2013-08-16 / Top Stories

Tony Avella Drops Bid For Queens Borough Prez

State Senator Tony Avella, the only candidate for Queens Borough President who did not vote to extend term limits dropped out of the race on Wednesday.

“After much thought and consideration, I have decided to withdraw from the Queens Borough President race. This was certainly not an easy decision and I am eternally grateful for the overwhelming amount of support I received from people throughout Queens. Queens is my home borough and I will never stop fighting and advocating for all residents of Queens. Yet, at this time, I believe I can best serve the people of Queens by remaining a State Senator,” Avella said in an email.

“When I first ran for the State Senate, I ran on a platform of reforming Albany. It has become clear that there is still a lot of work left to be done. From protecting against the threat of hydrofracking to preserving women’s rights, there is a lot of unfinished business in Albany and I hope to take more of a leadership role in helping address these important issues, which reverberate beyond Queens and affect people across the entire state. That is why I believe I can be more effective for the people at this time in my role as a State Senator.
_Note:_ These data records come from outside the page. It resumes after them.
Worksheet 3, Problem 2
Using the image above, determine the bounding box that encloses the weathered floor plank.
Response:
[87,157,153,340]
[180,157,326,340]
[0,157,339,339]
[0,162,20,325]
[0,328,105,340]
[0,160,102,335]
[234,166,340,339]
Melinda Katz and Peter Vallone are the last two candidates standing in the race. Katz responded to the news in an email of her own: “For more than a decade, Tony Avella has worked around the clock to speak up for hardworking families in Queens, and fought to make their lives better. His presence in this race brought the focus to real issues facing voters around our borough—including education, affordable housing, and better healthcare for all Queens residents. I’m grateful to have engaged in that dialogue with Tony, and look forward to working with him in the future as he remains a forceful voice for more open, honest, and transparent government in Albany. For my part, I will spend the next 27 days continuing to spread the word about the clear choice facing voters in this race—between my progressive plan for better healthcare and high-paying jobs in Queens, and Peter Vallone's extreme Conservative Party-backed views on core issues like women's healthcare and marriage equality.”